Drug responses in Pathogenic Yeasts

Fungal diseases cause > 1.6M deaths annually and mortality from systemic fungal infections remains very high in modern hospitals. Furthermore, the majority of persistent infections are caused by clinically susceptible (not resistant) isolates. Indeed, pathogenic yeasts (much like cancer cells) rapidly find ways to live and grow, despite the presence of inhibitory drug concentrations. Indeed, the majority of problematic (persistent or recurrent) fungal infections are caused by susceptible isolates, despite treatment with drug concentrations above the MIC for the infecting organisms. Clearly, the familiar paradigm of bacterial drug resistance is not entirely applicable to eukaryotic cells, and particularly to eukaryotic pathogens that are treated with fungistatic, rather than fungicidal, drugs. Our motivation is to understand how eukaryotic cells respond rapidly to severe stresses, with the hope of discovering improved antifungal therapy strategies.
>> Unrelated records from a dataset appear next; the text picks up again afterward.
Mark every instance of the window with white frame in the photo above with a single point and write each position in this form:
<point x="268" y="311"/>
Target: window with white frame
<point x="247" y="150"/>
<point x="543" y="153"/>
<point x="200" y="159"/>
Tolerance and hetero-resistance are responses in which some of the cells in an isogenic population grow slowly in the presence of supra-MIC drug concentrations. These tolerant subpopulations, together with the selective pressure of drug treatment acting upon them, have the potential to drive the evolution of new mechanisms for survival of the pathogen. One of the rapid routes to stable antifungal drug tolerance is usually via aneuploidy, and its effects on the expression of specific genes. Indeed, aneuploidy is a common, rapid, and transiently stable mechanism by which many different yeast species (including the model yeast S. cerevisiae) respond to many different stress conditions. These and other mechanisms of drug adaptation that are being explored, will be discussed.